Share the experience
Take full advantage of opportunities to talk things through, not just to improve your performance, but to check-in with others about how you’re feeling. Often an outside perspective is useful to deal with any issues you might be having with your role, or separating from it. Seek out advice from experienced professionals on how they de-role – often they will have gone through similar phases in their careers and can help you figure things out. Sometimes physical contact can work wonders too. If the show deals with a lot of negative themes, like hate or cruelty, a group hug with the whole cast can help everyone reconnect by feeling the care and affection in the company.

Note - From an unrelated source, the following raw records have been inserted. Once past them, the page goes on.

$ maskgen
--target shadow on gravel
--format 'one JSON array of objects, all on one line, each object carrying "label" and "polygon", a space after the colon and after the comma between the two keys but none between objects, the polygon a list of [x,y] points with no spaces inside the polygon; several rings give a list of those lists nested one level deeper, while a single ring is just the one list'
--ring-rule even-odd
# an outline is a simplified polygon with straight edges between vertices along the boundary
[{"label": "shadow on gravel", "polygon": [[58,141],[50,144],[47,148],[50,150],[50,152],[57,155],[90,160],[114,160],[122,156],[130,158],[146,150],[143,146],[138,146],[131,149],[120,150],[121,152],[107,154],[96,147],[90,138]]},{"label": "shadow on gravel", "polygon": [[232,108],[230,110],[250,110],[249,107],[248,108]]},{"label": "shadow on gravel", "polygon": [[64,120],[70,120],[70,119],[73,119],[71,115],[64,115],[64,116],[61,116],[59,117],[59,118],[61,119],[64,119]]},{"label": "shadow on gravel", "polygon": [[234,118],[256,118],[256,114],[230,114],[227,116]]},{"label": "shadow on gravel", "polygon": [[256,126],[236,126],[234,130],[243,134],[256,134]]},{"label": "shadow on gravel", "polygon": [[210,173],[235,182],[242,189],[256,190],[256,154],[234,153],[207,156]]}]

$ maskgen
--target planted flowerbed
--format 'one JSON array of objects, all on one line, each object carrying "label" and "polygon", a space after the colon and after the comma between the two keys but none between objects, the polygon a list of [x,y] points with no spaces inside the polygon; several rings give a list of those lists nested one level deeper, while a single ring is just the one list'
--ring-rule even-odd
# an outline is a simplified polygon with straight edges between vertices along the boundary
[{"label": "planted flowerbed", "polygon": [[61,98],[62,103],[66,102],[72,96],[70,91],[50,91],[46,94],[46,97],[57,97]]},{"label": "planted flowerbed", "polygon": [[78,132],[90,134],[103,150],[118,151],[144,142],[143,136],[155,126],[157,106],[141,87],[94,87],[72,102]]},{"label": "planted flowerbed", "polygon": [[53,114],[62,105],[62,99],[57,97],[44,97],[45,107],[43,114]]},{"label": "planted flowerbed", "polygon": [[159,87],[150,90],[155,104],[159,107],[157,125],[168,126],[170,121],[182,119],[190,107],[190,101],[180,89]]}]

Counselling can help you to work through difficult feelings brought up by a role, so never be afraid to try it if you need support. If you’re struggling, it may be that you are identifying character traits as your own, due to similar experiences in your own life. Taking on another personality can often highlight unresolved issues and talking therapies can help to deal with these. If in doubt, find someone you trust that you can turn to for help.
Think about others too. Is there someone in the company who might need help to deal with emotions brought up by your character’s actions? Make time to consider this and to talk it through with them. If you notice someone behaving differently off-stage, try to reach out and reassure them, showing them where they can get help if need be.
Keep it social
When it comes to de-roling, all actors are in the same boat, so why not band together to make things more fun? Agree as a company to de-role together before you leave the performance space, or plan opportunities to socialise together outside work. A simple trip out with work friends – the sillier the better – can work wonders to help you shrug off any unwanted negativity from your parts.
Make sure not to slip into using character names while you’re out – instead make a conscious decision to use only real names. Names make a real difference when it comes to identity, so ask others to introduce you to new people by your real name, not your character’s. You can even make a point of differentiating yourself from your role. For example, “I’m James and I play [name of character]. Some people worry that because I play [character] I’m a really loud guy, which is funny because I’m actually pretty shy.”
stay connected to the people that love you for the real you, not your character
Most important of all – stay connected to the people that love you for the real you, not your character. A quick call to a non-actor friend or family member can be a huge help when you’re trying to de-role. Hearing about their day can wash away all the drama of the show and act as a great way to get perspective. No one knows you like your loved ones, so they are your secret weapon to staying grounded and staying true to yourself.